The function $f(a,b,c)=a^8+b^8+c^8+2(a-1)(b-1)(c-1)$ has only one extrema minimum point $f(1,1,1)=3$ on the domain $a+b+c=3$. To prove that this one is the global minimum we need to check the value of $f$ at the boundary of the following domain:

• $0<a<\frac 32$
• $\frac32-a<b<\frac 32$
• $c=3-a-b$

and we have

• for $a\to0 \implies b,c\to\frac 32$

$$f\left(0, \frac 32, \frac 32\right)=2\left(\frac32\right)^8 -2\left(\frac12\right)^2>3$$

• for $a\to\frac32 \implies 0<b<\frac 32$ and $c=\frac 32-b$ we obtain

$$f\left(\frac32, b, \frac32-b\right)=\left(\frac32\right)^8+b^8+\left(\frac32-b\right)^8+2\left(\frac12\right)\left(b-1\right)\left(\frac12-b\right)>3$$

which by symmetry suffices, therefore the minimum value is attained at $(a,b,c)=(1,1,1)$.

Answer 3

WLOG assume $a\leq 1.$ Then, let $f(a,b,c) = a^8+b^8+c^8 +2(a-1)(b-1)(c-1)$ and $\dfrac{b+c}{2} = t$ consider: $$f(a,b,c) - f\left(a,t,t\right) = \left(b^8+c^8 - 2\left(\dfrac{b+c}{2}\right)^8\right)+\dfrac{1}{2}(1-a)(b-c)^2\geq 0.$$

This reduces your inequality into single variable case:

$$g(t) = (3-2t)^8+2t^8-4(t-1)^3-3\geq 0$$ which should be bashable.

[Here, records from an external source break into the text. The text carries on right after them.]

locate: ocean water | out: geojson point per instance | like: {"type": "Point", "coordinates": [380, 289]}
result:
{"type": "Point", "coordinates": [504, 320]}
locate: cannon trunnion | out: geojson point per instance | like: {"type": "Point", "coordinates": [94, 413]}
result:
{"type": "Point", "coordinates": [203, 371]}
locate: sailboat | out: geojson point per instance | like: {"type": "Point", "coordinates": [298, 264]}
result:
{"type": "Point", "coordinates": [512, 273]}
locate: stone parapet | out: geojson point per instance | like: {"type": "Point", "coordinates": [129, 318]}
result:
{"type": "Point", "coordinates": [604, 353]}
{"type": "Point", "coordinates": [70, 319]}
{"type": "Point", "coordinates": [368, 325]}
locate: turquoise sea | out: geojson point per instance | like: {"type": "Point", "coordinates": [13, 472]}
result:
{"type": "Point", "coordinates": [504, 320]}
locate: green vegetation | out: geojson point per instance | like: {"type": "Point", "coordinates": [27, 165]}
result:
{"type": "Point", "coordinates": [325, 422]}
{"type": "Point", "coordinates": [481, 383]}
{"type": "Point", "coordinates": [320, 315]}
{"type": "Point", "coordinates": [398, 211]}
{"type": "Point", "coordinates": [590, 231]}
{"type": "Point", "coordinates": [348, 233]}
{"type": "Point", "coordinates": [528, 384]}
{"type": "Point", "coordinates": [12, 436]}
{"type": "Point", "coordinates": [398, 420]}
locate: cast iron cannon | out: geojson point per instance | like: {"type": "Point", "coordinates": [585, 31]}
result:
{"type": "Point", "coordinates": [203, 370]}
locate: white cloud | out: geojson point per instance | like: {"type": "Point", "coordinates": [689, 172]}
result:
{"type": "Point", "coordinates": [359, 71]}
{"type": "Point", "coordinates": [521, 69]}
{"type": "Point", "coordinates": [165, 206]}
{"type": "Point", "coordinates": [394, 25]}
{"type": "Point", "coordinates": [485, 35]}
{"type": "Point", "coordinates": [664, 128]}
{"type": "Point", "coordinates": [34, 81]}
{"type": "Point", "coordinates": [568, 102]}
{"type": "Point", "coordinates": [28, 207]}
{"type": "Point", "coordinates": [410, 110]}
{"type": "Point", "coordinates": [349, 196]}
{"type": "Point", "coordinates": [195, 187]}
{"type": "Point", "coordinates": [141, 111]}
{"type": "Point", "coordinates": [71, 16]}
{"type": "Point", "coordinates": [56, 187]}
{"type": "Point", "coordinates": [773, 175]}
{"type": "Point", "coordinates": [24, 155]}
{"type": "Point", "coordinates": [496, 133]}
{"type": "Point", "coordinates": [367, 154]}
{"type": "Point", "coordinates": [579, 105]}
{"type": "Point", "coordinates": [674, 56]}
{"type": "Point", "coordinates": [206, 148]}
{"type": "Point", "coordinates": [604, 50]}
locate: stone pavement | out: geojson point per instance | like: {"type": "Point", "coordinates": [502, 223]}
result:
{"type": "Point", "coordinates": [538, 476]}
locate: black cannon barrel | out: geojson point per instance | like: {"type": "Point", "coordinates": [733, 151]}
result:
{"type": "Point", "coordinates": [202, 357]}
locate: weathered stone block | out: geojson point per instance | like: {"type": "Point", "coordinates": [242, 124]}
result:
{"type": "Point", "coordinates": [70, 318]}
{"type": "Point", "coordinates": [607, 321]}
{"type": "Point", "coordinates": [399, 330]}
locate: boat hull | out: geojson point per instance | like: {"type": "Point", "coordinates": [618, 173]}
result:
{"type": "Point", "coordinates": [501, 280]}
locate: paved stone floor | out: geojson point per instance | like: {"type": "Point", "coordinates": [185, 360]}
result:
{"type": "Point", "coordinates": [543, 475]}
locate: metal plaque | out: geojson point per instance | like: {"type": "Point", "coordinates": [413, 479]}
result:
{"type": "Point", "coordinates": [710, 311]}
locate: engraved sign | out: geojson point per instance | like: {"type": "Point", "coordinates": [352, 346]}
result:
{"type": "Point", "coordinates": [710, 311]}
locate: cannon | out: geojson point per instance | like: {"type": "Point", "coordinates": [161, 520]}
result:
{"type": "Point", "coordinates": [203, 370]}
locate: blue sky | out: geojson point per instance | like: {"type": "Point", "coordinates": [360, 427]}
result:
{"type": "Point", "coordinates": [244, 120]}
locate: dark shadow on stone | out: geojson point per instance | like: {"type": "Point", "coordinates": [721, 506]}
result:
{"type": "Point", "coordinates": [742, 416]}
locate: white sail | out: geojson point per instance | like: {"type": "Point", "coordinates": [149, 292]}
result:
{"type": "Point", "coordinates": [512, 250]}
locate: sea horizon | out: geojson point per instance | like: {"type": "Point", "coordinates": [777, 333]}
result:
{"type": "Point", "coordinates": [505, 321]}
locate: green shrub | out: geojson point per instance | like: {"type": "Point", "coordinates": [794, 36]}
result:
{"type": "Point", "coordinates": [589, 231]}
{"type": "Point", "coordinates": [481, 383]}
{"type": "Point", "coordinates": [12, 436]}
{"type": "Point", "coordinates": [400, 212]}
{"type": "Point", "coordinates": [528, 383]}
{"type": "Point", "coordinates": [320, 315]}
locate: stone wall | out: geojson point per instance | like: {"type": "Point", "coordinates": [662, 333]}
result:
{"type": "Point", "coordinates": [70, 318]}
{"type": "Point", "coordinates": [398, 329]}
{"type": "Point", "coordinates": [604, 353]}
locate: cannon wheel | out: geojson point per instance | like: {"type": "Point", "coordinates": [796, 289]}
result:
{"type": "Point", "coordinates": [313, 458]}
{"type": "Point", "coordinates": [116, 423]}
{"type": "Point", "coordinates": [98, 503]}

EDIT: In fact, it turns out that: $$g(t)\geq (3-2t)^4+2t^4 - 4(t-1)^3-3 = 2(t-1)^2(9t^2-32t+41)\geq 0,$$ so your inequality even holds with $a^4,b^4,c^4$ etc instead of the exponent $8.$ To see why it is stronger, one can simply observe that: $$\dfrac{a^8+b^8+c^8}{3}\geq\left(\dfrac{a^4+b^4+c^4}{3}\right)^2\geq\dfrac{a^4+b^4+c^4}{3}\cdot\left(\dfrac{a+b+c}{3}\right)^4=\dfrac{a^4+b^4+c^4}{3}$$

Answer 4

Let $a=b=c=1$.

Thus, we obtain a value $3$.

We'll prove that it's a minimal value, for which it's enough to prove that $$a^8+b^8+c^8+2(a-1)(b-1)(c-1)\geq3.$$

We'll prove that this inequality is true even for any reals $a$, $b$ and $c$ such that $a+b+c=3$.

Indeed, by AM-GM $$\sum_{cyc}a^8\geq\sum_{cyc}(2a^4-1)$$ and it's enough to prove that: $$2(a^4+b^4+c^4)-3+2(abc-ab-ac-bc+3-1)\geq3$$ or $$a^4+b^4+c^4+abc-ab-ac-bc-1\geq0$$ or $$81(a^4+b^4+c^4)+27(a+b+c)abc-9(a+b+c)^2(ab+ac+bc)-(a+b+c)^4\geq0$$ or $$\sum_{cyc}(80a^4-13a^3b-13a^3c-24a^2b^2-30a^2bc)\geq0$$ or $$13\sum_{cyc}(a^4-a^3b-a^3c+a^2bc)+67\sum_{cyc}(a^4-a^2b^2)+43\sum_{cyc}(a^2b^2-a^2bc)\geq0$$ or $$13\sum_{cyc}(a-b)^2(a+b-c)^2+67\sum_{cyc}(a^2-b^2)^2+43\sum_{cyc}c^2(a-b)^2\geq0$$ and we are done!